Following last year's stark change of direction with Exercises, it was never going to be simple to predict what CFCF's (Michael Silver) next EP might hold. The fact that it would be ambitiously driven by concept, paying no attention whatsoever to the precursors of the music industry, was not so much of a surprise. As it turns out, Silver has continued his journey towards being primarily received as a 'composer' with new release, Music for Objects.

The record is heavily - and notably - influenced by not-so usual suspects Phillip Glass & Ryuichi Sakamoto, with a large dose of the more common Brian Eno thrown in for good measure. Eno's inspiration is splattered all over the title of the EP, and the idea behind the music only serves to take the comparison further.

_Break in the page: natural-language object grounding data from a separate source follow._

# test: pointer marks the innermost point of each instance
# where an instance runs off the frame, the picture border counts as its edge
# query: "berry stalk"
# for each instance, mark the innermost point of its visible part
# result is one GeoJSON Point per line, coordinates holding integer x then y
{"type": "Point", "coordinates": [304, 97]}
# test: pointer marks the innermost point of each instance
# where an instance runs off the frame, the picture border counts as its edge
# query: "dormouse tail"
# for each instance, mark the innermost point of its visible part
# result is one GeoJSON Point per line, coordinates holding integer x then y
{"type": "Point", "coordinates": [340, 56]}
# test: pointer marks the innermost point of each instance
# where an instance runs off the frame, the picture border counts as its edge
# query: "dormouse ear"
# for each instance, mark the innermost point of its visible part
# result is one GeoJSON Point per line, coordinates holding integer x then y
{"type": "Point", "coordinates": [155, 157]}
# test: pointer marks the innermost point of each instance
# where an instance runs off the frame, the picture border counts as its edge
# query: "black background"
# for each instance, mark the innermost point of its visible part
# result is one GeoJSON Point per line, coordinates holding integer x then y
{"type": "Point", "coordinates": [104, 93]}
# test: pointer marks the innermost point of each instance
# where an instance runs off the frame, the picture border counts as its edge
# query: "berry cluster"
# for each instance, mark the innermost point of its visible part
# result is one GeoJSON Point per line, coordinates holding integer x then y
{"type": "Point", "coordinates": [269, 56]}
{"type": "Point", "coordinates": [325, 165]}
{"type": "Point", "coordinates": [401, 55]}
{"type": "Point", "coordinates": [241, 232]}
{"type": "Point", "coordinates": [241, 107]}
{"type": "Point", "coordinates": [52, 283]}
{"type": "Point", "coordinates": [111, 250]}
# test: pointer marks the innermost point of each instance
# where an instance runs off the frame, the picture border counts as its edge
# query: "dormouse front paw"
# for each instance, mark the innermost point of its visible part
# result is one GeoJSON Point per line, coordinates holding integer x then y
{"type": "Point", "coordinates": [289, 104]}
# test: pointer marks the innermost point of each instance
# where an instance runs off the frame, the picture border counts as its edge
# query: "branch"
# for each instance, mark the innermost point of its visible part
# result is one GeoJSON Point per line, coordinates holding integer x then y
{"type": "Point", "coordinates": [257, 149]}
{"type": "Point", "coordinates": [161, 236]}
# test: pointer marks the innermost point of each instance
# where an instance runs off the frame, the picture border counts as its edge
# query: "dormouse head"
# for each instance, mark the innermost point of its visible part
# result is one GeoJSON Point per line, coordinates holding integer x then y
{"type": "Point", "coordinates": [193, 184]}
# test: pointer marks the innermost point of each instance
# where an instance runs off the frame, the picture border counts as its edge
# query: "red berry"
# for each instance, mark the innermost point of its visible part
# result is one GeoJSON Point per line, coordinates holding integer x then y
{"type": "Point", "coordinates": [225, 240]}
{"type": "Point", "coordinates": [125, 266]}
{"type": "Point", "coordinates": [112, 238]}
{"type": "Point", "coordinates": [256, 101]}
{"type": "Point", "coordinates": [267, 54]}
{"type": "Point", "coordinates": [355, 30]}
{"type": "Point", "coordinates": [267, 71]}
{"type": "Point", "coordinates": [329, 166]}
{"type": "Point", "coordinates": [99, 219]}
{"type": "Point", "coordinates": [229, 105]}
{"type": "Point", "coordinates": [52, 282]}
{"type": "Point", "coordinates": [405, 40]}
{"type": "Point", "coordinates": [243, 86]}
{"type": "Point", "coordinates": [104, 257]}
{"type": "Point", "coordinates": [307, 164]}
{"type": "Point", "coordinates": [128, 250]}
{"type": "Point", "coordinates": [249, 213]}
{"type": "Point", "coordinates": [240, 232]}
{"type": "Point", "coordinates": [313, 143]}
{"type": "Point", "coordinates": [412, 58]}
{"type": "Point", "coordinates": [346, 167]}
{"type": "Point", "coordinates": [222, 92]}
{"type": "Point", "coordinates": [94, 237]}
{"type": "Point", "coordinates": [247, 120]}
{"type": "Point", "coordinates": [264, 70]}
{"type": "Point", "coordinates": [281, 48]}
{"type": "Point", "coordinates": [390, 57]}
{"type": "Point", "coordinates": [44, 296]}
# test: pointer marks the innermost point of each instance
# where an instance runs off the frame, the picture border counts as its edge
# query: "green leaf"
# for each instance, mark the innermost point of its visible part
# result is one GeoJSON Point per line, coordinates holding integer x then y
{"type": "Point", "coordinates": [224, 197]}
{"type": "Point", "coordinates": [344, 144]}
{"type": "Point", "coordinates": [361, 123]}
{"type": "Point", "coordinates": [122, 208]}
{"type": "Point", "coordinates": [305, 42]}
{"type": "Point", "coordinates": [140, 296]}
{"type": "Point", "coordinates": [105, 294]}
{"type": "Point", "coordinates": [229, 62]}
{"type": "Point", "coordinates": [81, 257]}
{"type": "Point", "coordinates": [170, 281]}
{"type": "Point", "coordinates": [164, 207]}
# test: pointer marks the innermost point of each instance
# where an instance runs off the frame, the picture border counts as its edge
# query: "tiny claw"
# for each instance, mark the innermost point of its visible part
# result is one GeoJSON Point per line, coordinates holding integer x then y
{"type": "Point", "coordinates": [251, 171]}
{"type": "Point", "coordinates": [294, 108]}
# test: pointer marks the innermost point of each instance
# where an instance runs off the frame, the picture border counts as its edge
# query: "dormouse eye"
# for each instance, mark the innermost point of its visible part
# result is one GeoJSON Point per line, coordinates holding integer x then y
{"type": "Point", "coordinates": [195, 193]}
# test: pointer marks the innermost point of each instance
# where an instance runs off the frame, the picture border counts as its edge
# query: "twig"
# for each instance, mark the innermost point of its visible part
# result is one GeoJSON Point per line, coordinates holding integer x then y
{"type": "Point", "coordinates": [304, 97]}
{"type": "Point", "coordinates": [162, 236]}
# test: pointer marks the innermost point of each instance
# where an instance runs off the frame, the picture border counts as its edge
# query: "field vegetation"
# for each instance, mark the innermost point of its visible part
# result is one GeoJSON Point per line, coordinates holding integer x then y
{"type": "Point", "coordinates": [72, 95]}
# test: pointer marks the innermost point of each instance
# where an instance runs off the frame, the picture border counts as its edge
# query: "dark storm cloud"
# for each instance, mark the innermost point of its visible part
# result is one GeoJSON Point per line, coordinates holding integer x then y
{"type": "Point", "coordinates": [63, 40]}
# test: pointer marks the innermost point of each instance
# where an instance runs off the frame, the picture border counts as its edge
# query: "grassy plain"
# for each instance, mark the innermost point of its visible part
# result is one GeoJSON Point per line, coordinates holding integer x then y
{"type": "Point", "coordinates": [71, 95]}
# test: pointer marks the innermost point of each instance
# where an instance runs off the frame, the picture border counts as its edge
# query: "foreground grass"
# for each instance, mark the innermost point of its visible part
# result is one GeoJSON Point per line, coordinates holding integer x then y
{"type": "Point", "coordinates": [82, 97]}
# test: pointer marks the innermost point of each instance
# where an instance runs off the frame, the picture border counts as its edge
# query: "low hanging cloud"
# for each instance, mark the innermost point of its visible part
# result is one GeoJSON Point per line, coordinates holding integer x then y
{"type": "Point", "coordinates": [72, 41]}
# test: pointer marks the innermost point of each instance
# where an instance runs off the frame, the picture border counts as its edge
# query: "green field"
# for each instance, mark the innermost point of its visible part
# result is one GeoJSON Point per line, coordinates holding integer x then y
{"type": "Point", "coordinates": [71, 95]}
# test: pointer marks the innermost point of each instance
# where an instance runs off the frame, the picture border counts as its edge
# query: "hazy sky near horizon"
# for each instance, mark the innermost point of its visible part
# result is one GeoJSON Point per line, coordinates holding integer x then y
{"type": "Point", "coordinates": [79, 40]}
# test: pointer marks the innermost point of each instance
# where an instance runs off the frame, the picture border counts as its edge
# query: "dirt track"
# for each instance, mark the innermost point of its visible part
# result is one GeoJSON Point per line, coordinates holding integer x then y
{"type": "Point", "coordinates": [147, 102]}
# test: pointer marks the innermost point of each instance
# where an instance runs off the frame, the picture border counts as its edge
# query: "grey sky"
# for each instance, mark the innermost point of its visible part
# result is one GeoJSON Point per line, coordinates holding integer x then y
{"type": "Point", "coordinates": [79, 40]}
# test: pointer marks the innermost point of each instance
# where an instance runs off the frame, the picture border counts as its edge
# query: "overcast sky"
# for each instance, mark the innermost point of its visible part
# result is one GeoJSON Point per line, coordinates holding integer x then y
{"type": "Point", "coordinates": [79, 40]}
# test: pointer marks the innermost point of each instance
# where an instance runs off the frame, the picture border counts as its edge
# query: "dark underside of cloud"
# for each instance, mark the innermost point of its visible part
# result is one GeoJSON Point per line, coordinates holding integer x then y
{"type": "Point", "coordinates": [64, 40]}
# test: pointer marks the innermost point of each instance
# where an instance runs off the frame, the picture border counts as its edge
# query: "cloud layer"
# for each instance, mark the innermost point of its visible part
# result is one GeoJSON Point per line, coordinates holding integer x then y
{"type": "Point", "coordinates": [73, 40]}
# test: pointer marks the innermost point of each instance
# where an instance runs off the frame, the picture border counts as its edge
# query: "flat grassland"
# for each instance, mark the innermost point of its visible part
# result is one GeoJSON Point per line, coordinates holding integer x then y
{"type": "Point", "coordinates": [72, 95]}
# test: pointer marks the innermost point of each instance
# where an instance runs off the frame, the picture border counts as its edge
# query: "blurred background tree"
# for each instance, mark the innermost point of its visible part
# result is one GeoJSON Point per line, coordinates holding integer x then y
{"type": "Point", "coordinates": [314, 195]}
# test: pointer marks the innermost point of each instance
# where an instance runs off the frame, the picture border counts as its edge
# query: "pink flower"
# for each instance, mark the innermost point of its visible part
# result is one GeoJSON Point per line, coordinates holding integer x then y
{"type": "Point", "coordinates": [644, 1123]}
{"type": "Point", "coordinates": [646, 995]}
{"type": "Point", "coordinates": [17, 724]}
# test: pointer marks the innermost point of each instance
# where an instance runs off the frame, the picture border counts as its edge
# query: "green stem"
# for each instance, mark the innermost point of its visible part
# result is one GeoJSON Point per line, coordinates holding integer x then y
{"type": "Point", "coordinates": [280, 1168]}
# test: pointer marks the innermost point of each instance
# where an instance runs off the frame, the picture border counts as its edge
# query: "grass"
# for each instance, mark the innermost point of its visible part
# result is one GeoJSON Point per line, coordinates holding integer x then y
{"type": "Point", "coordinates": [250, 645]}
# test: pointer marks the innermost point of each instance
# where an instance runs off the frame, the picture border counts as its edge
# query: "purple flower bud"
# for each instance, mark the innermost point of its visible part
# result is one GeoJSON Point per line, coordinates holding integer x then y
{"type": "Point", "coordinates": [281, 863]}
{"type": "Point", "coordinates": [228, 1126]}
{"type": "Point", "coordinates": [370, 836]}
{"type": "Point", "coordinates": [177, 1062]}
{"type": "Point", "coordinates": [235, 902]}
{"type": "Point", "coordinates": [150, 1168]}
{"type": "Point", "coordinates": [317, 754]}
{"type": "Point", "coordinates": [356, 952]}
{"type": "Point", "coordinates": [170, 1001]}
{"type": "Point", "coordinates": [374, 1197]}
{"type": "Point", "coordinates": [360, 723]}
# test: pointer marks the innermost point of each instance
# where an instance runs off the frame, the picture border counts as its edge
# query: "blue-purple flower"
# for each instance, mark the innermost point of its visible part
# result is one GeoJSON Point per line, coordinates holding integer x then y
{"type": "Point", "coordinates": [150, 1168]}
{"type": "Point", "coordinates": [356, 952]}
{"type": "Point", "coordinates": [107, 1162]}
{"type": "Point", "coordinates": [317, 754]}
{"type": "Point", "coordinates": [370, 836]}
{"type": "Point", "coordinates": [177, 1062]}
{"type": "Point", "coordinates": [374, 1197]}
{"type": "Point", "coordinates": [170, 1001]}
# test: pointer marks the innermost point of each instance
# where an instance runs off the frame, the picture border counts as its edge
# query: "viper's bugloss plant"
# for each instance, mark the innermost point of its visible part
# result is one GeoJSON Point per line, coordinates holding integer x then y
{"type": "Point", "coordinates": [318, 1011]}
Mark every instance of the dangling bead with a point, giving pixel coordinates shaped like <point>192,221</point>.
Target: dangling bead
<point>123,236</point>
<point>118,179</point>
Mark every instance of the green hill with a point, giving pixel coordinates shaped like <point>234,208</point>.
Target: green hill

A soundtrack to the inanimate, little tracks made to anthropomorphise every day objects and give them some sort of audio personality - that's the brief. Now, whilst this is all well and good (I'm an absolute sucker for a good concept/execution marriage) I don't believe this golden nugget of information will necessarily enhance your listening experience. I mean, when listening to a track called 'Glass', looking out of a glass window, you find yourself distracted, wondering which part of the experience with such an object each bit of the track is trying to put across. It's fun, yes, if a little too gimmicky, but I'd say your head will take more time with the music if it weren't ever to know that this was the idea behind it. In fact, you shouldn't have even read about it. In fact, you should rewind a little and skip this paragraph. (I realise now that nobody else on earth - apart from CFCF maybe - would sit staring at glass trying to decode it's personality... carry on).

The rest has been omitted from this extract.